Make sure to put in effort to teach your children both your languages. This is one thing a my mum was scared of, her grandchildren not knowing how to speak Portuguese. But i have made effort to teach them my language, it isn’t just because of my culture but i believe it will help them in the future to know different languages

This way your children will also accept and embrace both cultural heritage.

Religion And Values

I was raised a catholic, when i started going out with my husband i decided to go to his church a few times he is a christian. I really enjoyed and felt a connection with the church. So i never looked back and ended up changing religion. I didn’t change it because of my husband but because i didn’t feel a connection with mine, i would just go to church because i had to. My mum is catholic and so was my grandmother, so i a catholic because of them.

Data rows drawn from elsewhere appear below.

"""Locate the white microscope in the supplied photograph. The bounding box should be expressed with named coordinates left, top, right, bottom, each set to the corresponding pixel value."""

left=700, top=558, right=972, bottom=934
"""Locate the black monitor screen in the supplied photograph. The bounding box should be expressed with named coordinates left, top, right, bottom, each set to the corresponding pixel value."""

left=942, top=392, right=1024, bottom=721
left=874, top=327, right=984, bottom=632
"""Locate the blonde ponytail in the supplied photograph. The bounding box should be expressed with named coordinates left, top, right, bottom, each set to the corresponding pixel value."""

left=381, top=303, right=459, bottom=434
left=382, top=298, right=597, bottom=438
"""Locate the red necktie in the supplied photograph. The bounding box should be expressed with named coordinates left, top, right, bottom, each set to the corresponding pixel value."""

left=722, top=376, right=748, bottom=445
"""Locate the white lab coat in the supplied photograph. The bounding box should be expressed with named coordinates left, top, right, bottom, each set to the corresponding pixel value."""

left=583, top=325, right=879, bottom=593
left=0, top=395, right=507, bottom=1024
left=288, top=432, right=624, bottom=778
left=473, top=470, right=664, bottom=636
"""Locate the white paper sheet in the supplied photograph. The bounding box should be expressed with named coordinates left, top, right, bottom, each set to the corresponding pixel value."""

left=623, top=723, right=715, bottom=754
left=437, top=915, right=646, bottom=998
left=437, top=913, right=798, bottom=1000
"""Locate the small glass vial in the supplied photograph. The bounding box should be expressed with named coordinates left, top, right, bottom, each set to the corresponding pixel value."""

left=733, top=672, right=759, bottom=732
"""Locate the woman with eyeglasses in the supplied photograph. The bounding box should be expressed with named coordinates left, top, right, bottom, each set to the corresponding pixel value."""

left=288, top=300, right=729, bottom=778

When to come to a multicultural wedding for it to be successful it means that you need to have all these discussions and come into an agreement, otherwise in the long run so many problem will surface.  It is important that the both of you are happy.


Block The Noise

My husband and i are very strong minded people, and we know what we want. We had so many opinions at the start but we had to black it all out and not let it get in between our relationship. We didn’t let no friends or family members come on the way, all their opinions were irrelevant. We knew what we wanted for our future and here we are today 12 years later

Keep in Touch With Family

I think with both side of the families they were a little scared that they were going to lose their son or daughter. We always stay in touch with our families, we are really close with one another. We love when the two different cultures come together, for events we just blend sometimes you wouldn’t even know who is who.